Laut „Quarks und Co. – Atommüll: Endlager verzweifelt gesucht“ (2011) bzw. „Atommüll: Fässer ohne Boden (hier in der WDR Mediathek vom 10.11.2015) liegen allein im Atlantik rd. 250.000 Fässer Atommüll auf dem Meeresboden. Die USA, Russland und fast alle anderen Atom-Nationen betrachteten „Verdünnung im Meer“ lange Zeit als Entsorgungskonzept.

Heute lagern praktisch alle Nationen ihren Atommüll in oberirdischen Zwischenlagern. Als dauerhafte Endlager experimentieren sie seit Jahrzehnten erfolglos mit unterirdischen Stollen. Prinzipiell gibt es drei Arten von Material die ihn eindämmen können: Ton, Salz und Granit. Alle besitzen unterschiedliche Vor- und Nachteile. Über hunderttausende Jahre funktioniert keine.

Der Irrweg der Salzstollen

Die DDR lagerte ihren Atommüll seit 1971 im Salzstock Morsleben an der Grenze zur BRD. Die Bundesregierung prüft seit 1975 erfolglos die unterirdische Endlagerung in Salzstollen – zunächst im Lager „Asse“, später in Gorleben. Dort kommt er in Behältern konzentriert in Bohrungen, die anschließend einbetoniert werden. Salz bietet den Vorteil, gefährliche Hohlräume zu schließen und den Abfall zu kühlen.

Das Problem: Selbst diese Variante ist auf Dauer dem Atommüll nicht gewachsen. Innerhalb weniger Jahrhunderte ist der Behälter zerfressen. Ein anschließender Kontakt mit Wasser reicht, um alles zu Nichte zu machen. Das Salz löst sich auf, und eine radioaktive Brühe verseucht das Grundwasser.

Schon im Lager Asse II wurde auf diese Taktik gesetzt. Egon Albrecht, Technischer Leiter der Einlagerung erklärte 1975 (siehe oben bei Quarks & Co., „Atommüll: Endlager verzweifelt gesucht“, Minute 22):

„Die Salzstöcke bestehen schon seit 200 Millionen Jahren und haben sich nicht verändert. Dadurch ist sichergestellt, dass keine Verbindung zum Grundwasser besteht und keine Radioaktivität in die Umwelt gelangen kann.“

13 Jahre später brach Grundwasser in die Asse ein und zeigte, dass dieses „Endlager“ das Gegenteil einer Dauerlösung ist. 12.000 Liter Grundwasser strömen täglich in die Asse. Erreichen sie die Atommüllfässer, droht der Umwelt-GAU. Radioaktiv verseuchtes Grundwasser wurde bereits nachgewiesen.

Hoffen auf ein Wunder

Eine Garantie für den Erhalt der geologischen Struktur gibt es also nicht. Das gilt ebenfalls für Ton und Granit. Selbst verantwortliche Experten „hoffen“ nur, dass diese Einlagerungen standhalten können.

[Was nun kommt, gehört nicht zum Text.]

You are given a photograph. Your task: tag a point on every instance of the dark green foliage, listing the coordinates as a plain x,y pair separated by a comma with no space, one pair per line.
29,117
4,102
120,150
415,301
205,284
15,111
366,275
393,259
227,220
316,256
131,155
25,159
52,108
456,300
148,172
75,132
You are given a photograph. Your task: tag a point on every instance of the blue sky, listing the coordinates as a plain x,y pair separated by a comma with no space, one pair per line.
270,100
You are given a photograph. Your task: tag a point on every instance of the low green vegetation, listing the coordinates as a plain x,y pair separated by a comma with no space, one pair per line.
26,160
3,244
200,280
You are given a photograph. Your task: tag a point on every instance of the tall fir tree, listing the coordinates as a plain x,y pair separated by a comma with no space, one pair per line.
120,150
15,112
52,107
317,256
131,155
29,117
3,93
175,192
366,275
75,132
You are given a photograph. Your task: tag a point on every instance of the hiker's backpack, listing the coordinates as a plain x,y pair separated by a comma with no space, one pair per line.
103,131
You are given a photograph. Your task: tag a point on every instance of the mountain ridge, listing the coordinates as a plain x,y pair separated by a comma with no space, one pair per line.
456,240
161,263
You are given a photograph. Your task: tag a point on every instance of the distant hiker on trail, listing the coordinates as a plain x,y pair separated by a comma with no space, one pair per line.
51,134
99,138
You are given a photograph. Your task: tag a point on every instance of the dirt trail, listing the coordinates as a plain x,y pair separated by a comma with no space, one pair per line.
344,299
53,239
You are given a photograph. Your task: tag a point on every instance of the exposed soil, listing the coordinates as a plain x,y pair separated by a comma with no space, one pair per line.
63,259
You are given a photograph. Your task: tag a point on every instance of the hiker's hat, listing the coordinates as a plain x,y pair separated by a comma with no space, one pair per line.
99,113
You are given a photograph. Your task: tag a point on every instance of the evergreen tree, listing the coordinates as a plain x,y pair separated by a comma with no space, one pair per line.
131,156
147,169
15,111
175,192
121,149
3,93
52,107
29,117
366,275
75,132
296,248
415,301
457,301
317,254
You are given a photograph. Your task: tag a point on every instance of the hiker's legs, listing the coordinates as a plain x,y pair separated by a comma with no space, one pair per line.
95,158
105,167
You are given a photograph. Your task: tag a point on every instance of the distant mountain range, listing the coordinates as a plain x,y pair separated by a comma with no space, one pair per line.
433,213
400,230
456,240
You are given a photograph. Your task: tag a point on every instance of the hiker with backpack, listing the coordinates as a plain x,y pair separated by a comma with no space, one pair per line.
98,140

Auch wenn das Material von sich aus stabil bleibt, ergeben sich weitere Schwierigkeiten. Wer weiß in den nächsten 1 Mio. Jahren, dass an dieser Stelle Atommüll liegt und nicht gebohrt werden darf? Wer kennt sich noch mit den heutigen Technologien aus?

Außerdem wird sich die Erde geologisch in diesem Zeitraum stark verändern, was die Endlager massiv gefährdet. Bereits in einigen 10.000 Jahren sind schon nächste Eiszeiten und weitere Klimaveränderungen zu erwarten. Gesteinsschichten verschieben sich kontinuierlich weiter und werden die Endlager mit großer Wahrscheinlichkeit aufbrechen.

Der Faktor Umwelt spielt bei der Endlagersuche demnach schon mal nicht mit.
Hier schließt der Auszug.